|ONE OF THE FIRST I SAW HIT WITH SUNGLASSES.|
|VIDEO THRILLED THE PADRES STAR.|
DEFINING THE PLAYER
- Tony Gwynn certainly had God-given talent to square up a baseball, but he also was blessed with the desire to endlessly work his craft. One of the first to utilize video as a way to study his swing and make adjustments, sometimes in-game, Gwynn was a student of hitting in much the same way as Ted Williams. In 20 seasons, Mr. Padre won eight batting titles, second most in history, seven Silver Slugger Awards and, just to prove he wasn't all about hitting, five Gold Gloves, primarily as a right fielder. But it was those batting titles and 3,141 hits that earned him a spot in the Hall of Fame in 2007.
- On Aug. 11, 1994, Gwynn went 3-for-5 against the Astros in an 8-6 victory, raising his batting average to .394. What made this particular game noteworthy was it was the last of the season as the 232-day players' strike began the next day. You could say Gwynn was on a hot streak when the season ended. He was hitting .475 in August when his lordly season average was frozen in time after 419 at-bats. Could Gwynn have become the first .400 hitter since Williams batted .406 in '41? Thanks to the Milwaukee used card salesman and his minions -- I mean, minnows -- we'll never know.
- Picking the defining Tony Gwynn season is like picking the worst reality show: Where do you begin? Let's go with Gwynn's '87 season, which was his best in terms of WAR (a major-league leading 8.5). He won his second batting title with a major-league leading .370 average, his second Gold Glove Award, rapped out 218 hits and stole 56 bases. He was selected for his fourth consecutive All-Star Game and finished eighth in the MVP voting. He also became the first player to hit .370 and steal 50-plus bags.
FIVE FINAL FACTS
- After his average fell to .229 on July 29, 1983, Gwynn asked his wife to begin recording his at-bats so he could study them. He hit .339 the rest of the way, finishing at .309.
- On July 19, 1982, Gwynn got his first major-league hit, a double off the Phillies' Sid Monge. Pete Rose told Gwynn, "Congratulations. Don't catch me in one night.''
- Before putting on some weight, many forget how swift Gwynn was on the basepaths. He averaged 32 steals a season from '84-'90.
- Talk about someone who could put the ball into play: Gwynn averaged 29 strikeouts and 52 walks per season.

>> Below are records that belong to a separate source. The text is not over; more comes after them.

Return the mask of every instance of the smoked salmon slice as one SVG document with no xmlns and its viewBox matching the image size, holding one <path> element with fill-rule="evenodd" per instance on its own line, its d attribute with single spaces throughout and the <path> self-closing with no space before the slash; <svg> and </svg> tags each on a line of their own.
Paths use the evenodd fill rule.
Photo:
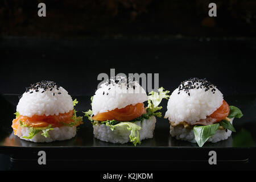
<svg viewBox="0 0 256 182">
<path fill-rule="evenodd" d="M 23 125 L 26 125 L 30 127 L 44 127 L 51 125 L 53 127 L 60 127 L 63 126 L 63 123 L 68 124 L 74 121 L 72 119 L 74 111 L 71 110 L 69 112 L 59 115 L 34 115 L 32 117 L 20 115 L 17 118 L 13 121 L 12 127 L 14 132 L 20 125 L 20 121 Z"/>
<path fill-rule="evenodd" d="M 223 100 L 222 105 L 213 112 L 213 113 L 210 114 L 210 117 L 212 118 L 216 119 L 215 122 L 220 122 L 229 115 L 230 110 L 228 104 Z"/>
<path fill-rule="evenodd" d="M 108 112 L 98 113 L 92 117 L 95 121 L 104 121 L 115 119 L 118 121 L 129 121 L 146 114 L 144 104 L 138 103 L 135 105 L 129 105 L 122 109 L 115 109 Z"/>
</svg>

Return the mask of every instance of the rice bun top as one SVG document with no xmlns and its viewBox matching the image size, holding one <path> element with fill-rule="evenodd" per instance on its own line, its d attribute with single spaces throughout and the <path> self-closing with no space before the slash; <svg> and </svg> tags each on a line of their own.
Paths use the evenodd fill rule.
<svg viewBox="0 0 256 182">
<path fill-rule="evenodd" d="M 93 114 L 122 109 L 147 100 L 145 90 L 134 79 L 115 77 L 102 84 L 95 92 L 92 103 Z"/>
<path fill-rule="evenodd" d="M 223 95 L 206 78 L 183 81 L 171 94 L 165 118 L 171 122 L 191 123 L 205 119 L 222 104 Z"/>
<path fill-rule="evenodd" d="M 68 113 L 73 109 L 72 98 L 68 92 L 55 82 L 42 81 L 26 88 L 16 111 L 19 114 L 31 117 Z"/>
</svg>

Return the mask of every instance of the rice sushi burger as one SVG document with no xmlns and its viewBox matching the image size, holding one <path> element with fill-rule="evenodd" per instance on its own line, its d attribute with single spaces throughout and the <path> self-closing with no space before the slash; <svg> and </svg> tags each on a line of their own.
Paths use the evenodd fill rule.
<svg viewBox="0 0 256 182">
<path fill-rule="evenodd" d="M 202 147 L 206 142 L 226 139 L 236 131 L 234 118 L 242 115 L 206 78 L 192 78 L 183 81 L 172 92 L 164 117 L 170 121 L 172 136 L 197 142 Z"/>
<path fill-rule="evenodd" d="M 82 123 L 77 117 L 74 101 L 68 92 L 55 82 L 42 81 L 26 88 L 16 106 L 13 121 L 14 134 L 34 142 L 51 142 L 74 137 Z"/>
<path fill-rule="evenodd" d="M 161 117 L 158 106 L 169 92 L 161 88 L 159 93 L 148 96 L 135 79 L 118 77 L 108 80 L 99 86 L 92 97 L 92 110 L 85 112 L 92 122 L 94 137 L 105 142 L 135 146 L 153 137 L 156 121 Z M 145 107 L 143 102 L 148 102 Z"/>
</svg>

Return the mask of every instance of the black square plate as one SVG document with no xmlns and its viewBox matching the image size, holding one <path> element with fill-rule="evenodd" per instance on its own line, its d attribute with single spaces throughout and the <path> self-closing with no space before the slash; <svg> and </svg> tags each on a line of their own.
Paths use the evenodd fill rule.
<svg viewBox="0 0 256 182">
<path fill-rule="evenodd" d="M 242 118 L 234 120 L 237 132 L 233 133 L 227 140 L 215 143 L 209 142 L 201 148 L 197 144 L 171 137 L 168 121 L 163 118 L 157 118 L 154 138 L 142 140 L 141 144 L 137 147 L 131 143 L 113 144 L 94 138 L 92 124 L 86 118 L 84 118 L 84 123 L 80 127 L 77 135 L 70 140 L 51 143 L 26 141 L 15 136 L 11 127 L 19 97 L 16 94 L 0 95 L 0 110 L 2 111 L 0 122 L 0 152 L 11 155 L 14 160 L 36 160 L 38 158 L 38 151 L 44 150 L 48 154 L 47 159 L 50 160 L 86 161 L 87 163 L 90 163 L 90 169 L 93 168 L 92 163 L 97 164 L 95 167 L 98 169 L 100 168 L 99 163 L 102 164 L 104 162 L 108 162 L 108 166 L 110 163 L 113 166 L 116 165 L 114 164 L 121 161 L 122 164 L 133 163 L 134 164 L 136 161 L 144 161 L 144 164 L 148 163 L 148 166 L 150 166 L 149 164 L 154 164 L 155 167 L 161 162 L 162 167 L 167 165 L 163 165 L 163 163 L 168 162 L 206 163 L 209 157 L 208 153 L 212 150 L 218 154 L 220 163 L 228 163 L 231 166 L 234 163 L 249 163 L 254 156 L 255 94 L 225 96 L 225 100 L 230 105 L 237 106 L 243 114 Z M 90 109 L 90 97 L 88 96 L 72 96 L 73 100 L 77 98 L 79 101 L 76 106 L 79 111 L 78 115 L 82 115 L 82 111 Z M 167 103 L 167 101 L 164 100 L 162 104 L 163 115 L 166 111 Z M 133 166 L 133 169 L 136 168 L 136 166 Z"/>
</svg>

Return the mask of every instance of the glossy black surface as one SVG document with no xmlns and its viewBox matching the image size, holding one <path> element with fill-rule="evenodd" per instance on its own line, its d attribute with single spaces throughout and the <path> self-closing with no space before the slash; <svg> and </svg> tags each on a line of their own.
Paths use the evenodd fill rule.
<svg viewBox="0 0 256 182">
<path fill-rule="evenodd" d="M 90 97 L 72 98 L 79 101 L 76 109 L 80 114 L 90 109 Z M 14 135 L 11 127 L 19 96 L 1 95 L 0 152 L 11 156 L 8 166 L 12 170 L 251 169 L 255 161 L 256 95 L 230 96 L 225 99 L 244 114 L 241 119 L 236 119 L 234 126 L 237 132 L 227 140 L 206 143 L 200 148 L 196 144 L 172 138 L 168 121 L 158 118 L 154 138 L 134 147 L 131 143 L 113 144 L 94 138 L 92 124 L 86 118 L 77 135 L 70 140 L 44 143 L 22 140 Z M 162 103 L 163 113 L 167 103 L 166 100 Z M 47 154 L 47 166 L 39 166 L 37 162 L 41 150 Z M 208 163 L 212 150 L 218 154 L 217 168 Z"/>
<path fill-rule="evenodd" d="M 255 108 L 256 107 L 256 95 L 245 94 L 225 97 L 226 101 L 230 105 L 234 105 L 241 109 L 244 116 L 241 119 L 235 119 L 234 126 L 237 129 L 236 133 L 233 133 L 232 136 L 227 140 L 220 141 L 216 143 L 208 143 L 205 147 L 242 147 L 255 146 L 256 141 L 256 118 Z M 90 109 L 90 97 L 84 96 L 73 96 L 76 98 L 79 103 L 77 109 L 80 114 L 82 111 L 86 111 Z M 124 144 L 113 144 L 111 143 L 100 141 L 93 137 L 93 128 L 90 122 L 84 118 L 84 123 L 80 127 L 77 136 L 74 138 L 65 141 L 56 141 L 51 143 L 33 143 L 20 139 L 15 136 L 11 127 L 11 121 L 14 117 L 13 113 L 15 111 L 15 106 L 19 101 L 18 95 L 5 94 L 1 96 L 2 107 L 6 107 L 4 118 L 1 118 L 0 148 L 8 147 L 132 147 L 131 143 Z M 162 103 L 164 108 L 163 113 L 165 113 L 167 101 L 164 100 Z M 170 125 L 168 121 L 164 118 L 158 118 L 154 132 L 154 136 L 152 139 L 142 141 L 141 147 L 188 147 L 197 148 L 195 143 L 178 140 L 171 137 L 169 133 Z"/>
</svg>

- Gwynn verbally sparred with Jack Clark when they were teammates in '89-'90, with Clark saying Gwynn was selfish and concerned only with maintaining his high average. Gwynn fired back, saying Clark walked too much as the cleanup hitter and took too many called third strikes. A few years later, Gwynn verbally supported Clark after Clark went bankrupt, and the slugger returned the gesture, saying he appreciated the support.